The STING pathway is a well-recognized immune-boosting pathway that primes an anti-tumor T cell response and has long been an area of interest in cancer treatment, but limitations of small molecule therapies have stymied STING-activating therapies in clinical trials, due to lack of ability to target specific dendritic cells which leads to varied effects in different cells and an inefficient T cell response.

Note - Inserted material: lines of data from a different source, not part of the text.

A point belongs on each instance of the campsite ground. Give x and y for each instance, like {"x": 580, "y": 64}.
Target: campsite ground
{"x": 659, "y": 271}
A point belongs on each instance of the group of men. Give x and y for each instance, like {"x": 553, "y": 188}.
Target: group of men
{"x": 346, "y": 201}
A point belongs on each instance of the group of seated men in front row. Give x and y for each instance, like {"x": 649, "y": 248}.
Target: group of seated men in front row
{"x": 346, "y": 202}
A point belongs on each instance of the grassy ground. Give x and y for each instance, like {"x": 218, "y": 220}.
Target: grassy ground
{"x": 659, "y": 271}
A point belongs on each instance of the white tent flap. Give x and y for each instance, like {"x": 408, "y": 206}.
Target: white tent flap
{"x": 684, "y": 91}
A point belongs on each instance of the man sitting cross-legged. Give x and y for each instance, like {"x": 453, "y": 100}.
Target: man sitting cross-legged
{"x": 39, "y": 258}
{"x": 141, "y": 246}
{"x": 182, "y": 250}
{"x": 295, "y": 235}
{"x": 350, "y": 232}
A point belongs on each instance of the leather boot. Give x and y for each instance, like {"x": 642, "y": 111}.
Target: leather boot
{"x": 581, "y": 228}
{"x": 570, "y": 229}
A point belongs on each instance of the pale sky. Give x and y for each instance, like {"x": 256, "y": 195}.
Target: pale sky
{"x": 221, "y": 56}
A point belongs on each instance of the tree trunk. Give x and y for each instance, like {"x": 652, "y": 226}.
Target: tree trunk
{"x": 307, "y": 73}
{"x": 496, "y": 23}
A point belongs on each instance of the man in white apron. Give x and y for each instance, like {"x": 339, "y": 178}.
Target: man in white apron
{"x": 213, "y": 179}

Novel approaches are needed to overcome unwanted side effects associated with activation of this pathway in humans. The promising results from Portage and Stimunity show that PORT-5 (STI-001) can not only target specific dendritic cells but can be customized and targeted to specific cell and tumor types across the body and could offer a differentiating option compared to current treatments.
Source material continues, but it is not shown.